Со скорбными лицами мы уселись на стулья, я взял на руки кота.
— Василий Иванович, остаётесь за старшего. Клавдии Степановне не грубить, кошек не водить, блюсти себя и свою страну!
Через два часа я уже входил в здание аэропорта. В моей градации транспортных узлов аэропорт, безусловно, занимает первое место. Аэропорт — совсем не чета гулким железнодорожным вокзалам и автостанциям сарайного типа, пропахшим попрошайками и чебуреками. Всё в нём торжественно: и пассажиры, и самолёты, и стопки серых корытец перед рамкой, и волосы стюардесс, навечно стянутые чем-то на затылке. Я зашёл в самолёт и уселся на своё законное место 16D. Как и у всех пассажиров, моё лицо приняло величественное выражение. Так бывает с каждым, кто вовлечён в процесс, но не задействован в его осуществлении. Кресло рядом со мной ещё пустовало. Я надеялся, что его займёт «загадочная незнакомка». Конечно, такие фантазии несколько глуповаты для тридцатидвухлетнего, хотя и неженатого, мужчины.
— Простите, здесь место 16E? — незнакомка, чуть прищурившись, рассматривала номера на панелях. Под шубкой чернело короткое облегающее платье чуть выше колен. На шее — легкий платок. Образ попутчицы дополняли перламутровая помада на слегка припухлых губах и манящий запах парфюма. Мой внутренний гусар ухмыльнулся и мысленно подкрутил усы.
— Присаживайтесь, пожалуйста, давайте я уложу вашу сумку!
— Спасибо, братан, сумку я уложу! — из-за девушки материализовался второй сосед. До комплекции Жерара Депардье ему не хватало граммов триста. Впрочем, двести из них он уже принял. Хорошо, что до Екатеринбурга всего пара часов лёту. Девушка проскользнула к окошку, а здоровяк с трудом втиснул себя в кресло между нами. Я ощутил первый приступ аэрофобии.
— Ленусь, дай-ка флягу.
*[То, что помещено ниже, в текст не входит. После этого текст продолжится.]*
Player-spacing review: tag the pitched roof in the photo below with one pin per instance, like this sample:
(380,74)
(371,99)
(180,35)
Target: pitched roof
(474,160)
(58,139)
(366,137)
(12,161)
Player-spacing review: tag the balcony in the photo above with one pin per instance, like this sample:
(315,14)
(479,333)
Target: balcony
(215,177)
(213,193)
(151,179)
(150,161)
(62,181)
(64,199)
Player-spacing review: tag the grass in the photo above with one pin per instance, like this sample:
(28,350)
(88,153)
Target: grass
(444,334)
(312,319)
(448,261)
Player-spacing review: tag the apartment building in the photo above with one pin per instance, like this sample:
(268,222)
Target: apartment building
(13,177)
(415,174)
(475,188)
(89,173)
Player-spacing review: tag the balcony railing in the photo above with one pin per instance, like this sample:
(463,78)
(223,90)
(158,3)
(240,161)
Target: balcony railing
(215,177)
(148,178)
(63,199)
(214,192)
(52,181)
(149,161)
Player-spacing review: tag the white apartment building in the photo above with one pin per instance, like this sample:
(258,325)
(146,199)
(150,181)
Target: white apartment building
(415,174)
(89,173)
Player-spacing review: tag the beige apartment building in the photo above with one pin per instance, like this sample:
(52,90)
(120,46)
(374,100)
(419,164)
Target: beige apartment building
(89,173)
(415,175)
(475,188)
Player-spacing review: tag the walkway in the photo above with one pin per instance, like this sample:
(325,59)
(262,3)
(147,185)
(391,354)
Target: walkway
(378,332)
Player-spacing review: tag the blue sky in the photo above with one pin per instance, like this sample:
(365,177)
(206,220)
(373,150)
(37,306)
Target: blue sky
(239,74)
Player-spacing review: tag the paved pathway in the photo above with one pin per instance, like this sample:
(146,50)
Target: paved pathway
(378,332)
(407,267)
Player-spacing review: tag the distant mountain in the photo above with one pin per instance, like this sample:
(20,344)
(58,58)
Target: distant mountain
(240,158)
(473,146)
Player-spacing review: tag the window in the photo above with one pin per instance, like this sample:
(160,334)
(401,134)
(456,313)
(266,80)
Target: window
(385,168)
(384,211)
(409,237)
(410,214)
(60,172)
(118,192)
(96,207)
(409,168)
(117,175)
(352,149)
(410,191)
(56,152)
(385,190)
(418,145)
Ну чё, хряпнем по глоточку? — вторая фраза предназначалась мне.
— Спасибо, я к родителям лечу. Не хочу огорчать мать перегаром.
— Мама — это святое! За родителей! — сказал увалень и основательно приложился к фляжке.
* * *
Мягкая посадка. Пока я аплодировал вместе с остальными пассажирами, мой сосед восторженно храпел в иллюминатор. Его секретарша (для жены она была слишком покладистой) вела в телефоне очередную птице-свинскую войну. В аэропорту Кольцово все сразу бросились к багажным жерновам. Мой чемодан выполз первым, и я с чувством глубокого морального удовлетворения вышел в зал ожидания. Где сразу увидел рыжего паренька с табличкой «ЁЛКИН» в верхних конечностях. Вокруг него толпились ухмыляющиеся таксисты.
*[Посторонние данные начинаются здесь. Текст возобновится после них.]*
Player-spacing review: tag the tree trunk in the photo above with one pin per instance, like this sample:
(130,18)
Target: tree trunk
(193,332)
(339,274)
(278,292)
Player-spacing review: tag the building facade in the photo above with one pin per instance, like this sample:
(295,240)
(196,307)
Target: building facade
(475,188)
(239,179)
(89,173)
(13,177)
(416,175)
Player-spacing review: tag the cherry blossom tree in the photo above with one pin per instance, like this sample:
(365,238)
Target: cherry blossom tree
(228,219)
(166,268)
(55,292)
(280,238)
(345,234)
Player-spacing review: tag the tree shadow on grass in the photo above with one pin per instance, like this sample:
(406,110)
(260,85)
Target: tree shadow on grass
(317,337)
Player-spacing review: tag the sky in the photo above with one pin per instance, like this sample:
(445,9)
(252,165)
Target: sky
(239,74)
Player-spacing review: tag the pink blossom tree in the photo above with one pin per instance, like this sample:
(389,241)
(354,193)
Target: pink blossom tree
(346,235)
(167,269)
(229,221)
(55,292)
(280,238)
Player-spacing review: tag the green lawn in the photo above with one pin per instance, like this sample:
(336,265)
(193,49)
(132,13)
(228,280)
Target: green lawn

— Эй, не меня ли вы встречаете?
— Артём Ёлкин?
— Он самый.
— Слава богу. А то меня эти гамадрилы уже пять минут дразнят «Палкиным».
— Понимаю, в школе и не такое слышал.
— Меня Игорь зовут, Михаил Матвеевич велел вас встретить, — Игорь одновременно говорил со мной и заглядывал в бумажку, которую сжимал в руке.
— Это у тебя текст приветственной речи?
— Нет, это Михаил Матвеевич вас описал, на всякий случай.
— Дай-ка посмотреть, — выхватив у мнущегося Игоря из рук бумажку, я принялся читать свою ориентировку. «Брюнет, среднего роста, небольшой живот, глаза карие. Элегантная, как он думает, щетина». Я поднял свои карие глаза на Игоря.
— По-моему, вполне элегантная щетина, — попытался он исправить ситуацию.